Swedish online gambling company Betsson will open a high street betting shop in Stockholm on Friday, deliberately breaching laws which state all bookmakers must be run by Svenska Spel, the state monopoly.
Betsson has not only decided to break the law, but has also publicly challenged the government to prosecute it if it dares. “We are calling their bluff,” said Pontus Lindwall, chief executive.
The Swedish government is under growing pressure from the European Commission to open the gambling market to competition in accordance with EU rules on the free movement of services.
The Commission asked Sweden last year to amend its gambling laws or face possible referral to the European Court of Justice. Sweden joined the EU in 1995.
Mr Lindwall said Brussels’ stance meant the government would not dare to prosecute Betsson for opening its betting shop as it would not want to be seen to be blatantly picking a fight with the EU.
Online gambling companies such as Betsson are able to provide internet-based betting in Sweden via offshore registered companies. Betsson is registered in Malta and EU-authorised.
But they are unable to build a high street presence even though Svenska Spel has been permitted by the government to develop online gambling operations.
Sweden’s centre-right government, which was elected in 2006 on a business friendly, free-market platform, has stated it wants to privatise parts of the betting monopoly.
But at the same time it has shunned EU pressure to amend the laws, saying some state control is needed to ensure the gambling industry is properly regulated to prevent addiction, illegal operators and associated fraud.
Mr Lindwall accused the government of deliberately slowing down the process. “The government just wants to retain a source of revenue. That is not legal grounds to keep the monopoly,” he said.
Svenska Spel reported a profit of SEK 5.2bn (USD 880m) in 2007, of which SEK 3.6bn was paid to the state treasury and the remainder to areas such as the Swedish Sports Federation and youth programmes.
Christofer Fjellner, a representative in the European Parliament for the governing Moderate party, agreed the finance ministry was putting revenues ahead of its commitment to free markets.
“They seem to hope that by doing minor changes they might be able to convince the EU that they can keep the monopoly. They have 5.2bn reasons to keep the market closed,” he observed.

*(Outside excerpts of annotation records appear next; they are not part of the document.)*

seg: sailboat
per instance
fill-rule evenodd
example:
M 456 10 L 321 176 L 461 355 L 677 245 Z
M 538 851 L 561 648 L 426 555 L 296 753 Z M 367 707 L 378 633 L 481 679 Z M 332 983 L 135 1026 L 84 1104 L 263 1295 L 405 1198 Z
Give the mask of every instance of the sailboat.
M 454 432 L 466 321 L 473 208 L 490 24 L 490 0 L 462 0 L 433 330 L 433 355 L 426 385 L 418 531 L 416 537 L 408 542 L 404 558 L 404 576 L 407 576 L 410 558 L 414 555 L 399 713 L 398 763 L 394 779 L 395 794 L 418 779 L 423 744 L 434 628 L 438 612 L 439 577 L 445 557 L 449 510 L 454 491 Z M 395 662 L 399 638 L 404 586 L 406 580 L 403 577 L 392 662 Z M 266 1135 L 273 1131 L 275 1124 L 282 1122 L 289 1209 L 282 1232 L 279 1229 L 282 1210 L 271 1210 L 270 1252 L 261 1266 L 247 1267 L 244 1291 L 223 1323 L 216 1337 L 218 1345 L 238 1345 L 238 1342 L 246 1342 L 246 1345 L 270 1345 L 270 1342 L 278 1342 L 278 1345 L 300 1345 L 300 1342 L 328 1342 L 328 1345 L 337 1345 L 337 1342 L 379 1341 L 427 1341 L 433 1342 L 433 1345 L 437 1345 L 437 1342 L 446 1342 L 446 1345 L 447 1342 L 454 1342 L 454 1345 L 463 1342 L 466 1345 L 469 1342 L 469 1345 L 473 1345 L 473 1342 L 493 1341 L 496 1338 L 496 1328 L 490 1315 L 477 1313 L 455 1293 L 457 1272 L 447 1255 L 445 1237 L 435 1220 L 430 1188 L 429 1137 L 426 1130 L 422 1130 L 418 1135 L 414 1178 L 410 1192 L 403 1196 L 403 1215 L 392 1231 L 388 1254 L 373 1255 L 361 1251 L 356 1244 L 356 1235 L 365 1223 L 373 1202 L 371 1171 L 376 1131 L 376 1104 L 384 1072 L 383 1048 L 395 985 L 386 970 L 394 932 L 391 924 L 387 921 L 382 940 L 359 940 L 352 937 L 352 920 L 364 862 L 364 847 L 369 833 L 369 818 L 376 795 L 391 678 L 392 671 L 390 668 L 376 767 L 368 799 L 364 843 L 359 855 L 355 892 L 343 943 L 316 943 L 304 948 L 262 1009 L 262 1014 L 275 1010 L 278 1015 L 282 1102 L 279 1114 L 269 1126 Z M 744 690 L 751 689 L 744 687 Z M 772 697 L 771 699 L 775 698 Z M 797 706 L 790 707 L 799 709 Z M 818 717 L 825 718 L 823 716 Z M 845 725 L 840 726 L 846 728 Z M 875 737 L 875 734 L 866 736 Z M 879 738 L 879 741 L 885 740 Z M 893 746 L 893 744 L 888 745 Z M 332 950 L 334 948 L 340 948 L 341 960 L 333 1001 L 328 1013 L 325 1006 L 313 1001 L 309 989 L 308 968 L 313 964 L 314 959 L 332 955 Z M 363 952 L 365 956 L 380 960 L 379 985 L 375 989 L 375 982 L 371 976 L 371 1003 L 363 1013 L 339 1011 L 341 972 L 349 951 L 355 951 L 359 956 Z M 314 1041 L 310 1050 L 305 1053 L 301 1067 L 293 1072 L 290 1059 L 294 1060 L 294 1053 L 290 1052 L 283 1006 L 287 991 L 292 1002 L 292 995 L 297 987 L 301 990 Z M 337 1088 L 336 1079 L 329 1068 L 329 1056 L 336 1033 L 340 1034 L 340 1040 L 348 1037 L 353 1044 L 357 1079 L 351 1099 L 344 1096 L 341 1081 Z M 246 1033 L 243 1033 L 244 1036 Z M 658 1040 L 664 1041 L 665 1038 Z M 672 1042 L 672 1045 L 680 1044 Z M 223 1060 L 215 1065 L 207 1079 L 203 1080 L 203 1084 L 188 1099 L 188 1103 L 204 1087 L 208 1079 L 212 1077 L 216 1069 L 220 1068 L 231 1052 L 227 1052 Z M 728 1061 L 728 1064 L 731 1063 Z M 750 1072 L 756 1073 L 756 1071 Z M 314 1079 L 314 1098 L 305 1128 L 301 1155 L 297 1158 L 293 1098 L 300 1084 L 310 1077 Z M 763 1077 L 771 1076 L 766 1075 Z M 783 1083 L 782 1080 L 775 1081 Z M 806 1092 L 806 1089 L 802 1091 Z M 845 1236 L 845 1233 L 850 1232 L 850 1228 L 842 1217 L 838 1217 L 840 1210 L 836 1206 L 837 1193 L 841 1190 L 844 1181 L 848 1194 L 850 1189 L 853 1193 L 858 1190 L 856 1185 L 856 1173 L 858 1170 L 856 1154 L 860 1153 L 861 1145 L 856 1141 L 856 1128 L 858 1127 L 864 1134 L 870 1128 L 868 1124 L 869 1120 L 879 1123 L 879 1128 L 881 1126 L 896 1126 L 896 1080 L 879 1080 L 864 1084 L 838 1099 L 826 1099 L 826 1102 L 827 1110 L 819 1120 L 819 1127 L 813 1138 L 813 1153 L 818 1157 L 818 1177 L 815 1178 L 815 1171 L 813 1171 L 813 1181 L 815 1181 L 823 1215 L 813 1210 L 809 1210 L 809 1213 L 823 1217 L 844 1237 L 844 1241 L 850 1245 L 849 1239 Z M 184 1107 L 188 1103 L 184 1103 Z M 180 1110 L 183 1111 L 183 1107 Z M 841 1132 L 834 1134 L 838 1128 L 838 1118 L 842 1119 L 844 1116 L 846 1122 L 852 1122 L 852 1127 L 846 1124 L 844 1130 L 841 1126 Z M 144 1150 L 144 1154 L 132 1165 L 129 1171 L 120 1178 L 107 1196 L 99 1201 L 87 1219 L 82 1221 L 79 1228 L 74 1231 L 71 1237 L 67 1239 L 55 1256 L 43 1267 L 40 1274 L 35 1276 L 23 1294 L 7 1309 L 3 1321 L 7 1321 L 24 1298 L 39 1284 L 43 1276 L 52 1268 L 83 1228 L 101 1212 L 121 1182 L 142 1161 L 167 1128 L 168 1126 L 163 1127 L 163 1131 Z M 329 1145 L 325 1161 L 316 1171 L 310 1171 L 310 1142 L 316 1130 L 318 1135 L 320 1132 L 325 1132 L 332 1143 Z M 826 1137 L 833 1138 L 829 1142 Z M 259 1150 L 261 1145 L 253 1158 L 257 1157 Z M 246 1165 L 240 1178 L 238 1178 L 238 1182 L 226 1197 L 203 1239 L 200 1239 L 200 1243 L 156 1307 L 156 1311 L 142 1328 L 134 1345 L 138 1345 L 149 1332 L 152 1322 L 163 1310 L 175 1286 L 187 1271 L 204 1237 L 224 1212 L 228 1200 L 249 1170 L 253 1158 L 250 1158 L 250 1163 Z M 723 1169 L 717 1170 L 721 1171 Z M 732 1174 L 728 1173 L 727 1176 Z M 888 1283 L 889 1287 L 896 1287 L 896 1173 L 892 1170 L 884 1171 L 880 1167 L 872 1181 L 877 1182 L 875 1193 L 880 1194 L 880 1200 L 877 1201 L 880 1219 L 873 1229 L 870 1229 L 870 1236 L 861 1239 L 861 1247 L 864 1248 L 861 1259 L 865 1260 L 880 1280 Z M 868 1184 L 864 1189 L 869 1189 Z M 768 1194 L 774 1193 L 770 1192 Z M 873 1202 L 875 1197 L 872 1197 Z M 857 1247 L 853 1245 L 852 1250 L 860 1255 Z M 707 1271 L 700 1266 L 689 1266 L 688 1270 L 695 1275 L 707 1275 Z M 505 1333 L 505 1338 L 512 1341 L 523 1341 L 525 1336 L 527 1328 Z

The finance ministry declined to comment, saying regulation of the gambling industry was up to the Gaming Board.
Sweden is not the only EU member under pressure from the European Commission to open its gambling industry.
France and Greece have been warned not to bar foreign competitors or face lawsuits. Italy was forced to open its market by the EU in March 2007. Denmark, Austria, Hungary and Portugal also operate monopolies.